Zema’s growth weakens Flávio Bolsonaro – 04/27/2026 – Frequently Forwarded

The last week exposed what was already possible to notice between the lines within the Bolsonarist camp. he publicly broke with the ideological hard core of Bolsonarism, including Allan dos Santos, Kim Paim and Paulo Figueiredo, and Flávio tried to balance himself and was then countered by Kim Paim. The episode is the most visible point of a reconfiguration that has been underway for months, and the hypothesis that the data supports is that the current tension is not cyclical and has existed for more than a year.

Nikolas’ rise as a cadre with his own base generated small frictions since the beginning of 2025, and Eduardo’s movement in the United States eroded the relationship between the ideological core and the political cadres of the Bolsonarist right. The dispute between Carol De Toni and Carol De Toni for the Senate seat in Santa Catarina, with the direct participation of Ana Campagnolo criticizing the family, revealed that allies close to Michelle and Nikolas operate outside the clan’s tutelage. The rise of Tarcísio as a possible candidate with its own logic, the recent episode of Michelle’s makeup artist publicly criticizing Flávio, all these episodes point to the dynamic that Bolsonarism stopped operating as a bloc some time ago. However, this week the fracture became exposed.

Monitoring data from more than 100,000 public groups by Palver shows that this fracture circulates with intensity in right-wing groups. Among the actors analyzed, Flávio reaches this moment with the most balanced balance of all, exactly 50% approval and 50% rejection in the messages positioned about him. The number reflects an implicit command for the less ideological right: direct attacks on Flávio will be treated as treason. For this reason, no major right-wing actor has dared to attack him until now.

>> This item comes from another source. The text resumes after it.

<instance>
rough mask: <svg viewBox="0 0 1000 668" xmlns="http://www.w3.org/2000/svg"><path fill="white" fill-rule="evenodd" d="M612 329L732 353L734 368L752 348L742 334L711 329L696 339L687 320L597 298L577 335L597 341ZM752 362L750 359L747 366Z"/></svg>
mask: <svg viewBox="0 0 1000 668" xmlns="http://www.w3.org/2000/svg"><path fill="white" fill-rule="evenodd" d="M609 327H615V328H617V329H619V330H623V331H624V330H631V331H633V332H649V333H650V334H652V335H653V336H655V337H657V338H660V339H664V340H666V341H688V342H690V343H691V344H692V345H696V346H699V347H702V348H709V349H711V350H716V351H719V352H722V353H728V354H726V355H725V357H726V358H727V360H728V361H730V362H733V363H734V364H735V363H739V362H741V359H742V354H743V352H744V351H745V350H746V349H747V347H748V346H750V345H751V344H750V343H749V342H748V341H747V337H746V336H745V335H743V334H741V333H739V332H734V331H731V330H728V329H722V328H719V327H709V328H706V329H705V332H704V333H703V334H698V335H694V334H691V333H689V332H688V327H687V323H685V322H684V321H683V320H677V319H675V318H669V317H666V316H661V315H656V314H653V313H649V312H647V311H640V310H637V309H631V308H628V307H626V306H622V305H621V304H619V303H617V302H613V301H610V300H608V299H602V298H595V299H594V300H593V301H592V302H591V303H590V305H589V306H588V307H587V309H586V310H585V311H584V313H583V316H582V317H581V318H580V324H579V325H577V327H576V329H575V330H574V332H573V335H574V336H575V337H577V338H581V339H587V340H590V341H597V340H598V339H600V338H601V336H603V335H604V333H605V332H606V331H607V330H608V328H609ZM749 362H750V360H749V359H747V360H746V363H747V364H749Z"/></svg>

Nikolas Ferreira finds himself in the worst scenario, with more than 68% message rejection. The most relevant thing about this information is that most of this rejection does not come from the left, but from the Bolsonarist right. The messages accurately describe the split. “Nikolas doesn’t share, doesn’t mention anything about Flávio. Flávio came to leadership alone, without Nikolas’ help. Nikolas is being held accountable for this”, says a message that circulated in multiple groups. Another is more direct: “Nikolas is boosting everyone who hates Flávio.” The recurring reading is that the deputy’s silence in relation to the senator is deliberate and that he builds his own political capital by dispensing with family protection.

The pressure on Flávio comes from another flank simultaneously. has a 53% approval rating for positioned messages, the best balance among competitors in the conservative field. More relevantly, the volume of mentions of Zema is increasingly approaching the volume of mentions of Flávio. Until recently, Zema was treated as a regional candidate without national viability, and therefore went without significant attacks from Bolsonarism. His recent tension against and circulates him with a tone of combativeness that Flávio has not adopted. “If it were Zema in the 2nd round, he would already be ahead of Lula”, says a message responding to the Datafolha survey. Another states the problem clearly: “The guy at least has a project, I haven’t seen a project by Flávio until today.”

Zema’s growth creates a tactical opportunity for the dissident core of Bolsonarism. Supporting him on specific issues, without formally breaking with the family, allows this group to test the hypothesis of the viability of a conservative right without the surname. Nikolas and other members of the dissent can boost Zema on certain flags without appearing traitorous to the base. But this type of positioning needs to be surgical because voices from the ideological hard core, like Kim Paim, talk directly to the base and seek to denounce these movements.

A few months before the elections, a more open movement of separation from the family at this time could produce a “civil war” within the right that significantly increases the advantages of Lula, who already operates with the machine, with complete cohesion in the field and with a party window absorbing competitive positions for the Senate. This scenario increasingly weakens Flávio’s candidacy, since, if he fails to excite and unite those who are already in his camp, it makes it much more difficult to build militancy that makes a difference in the electoral process.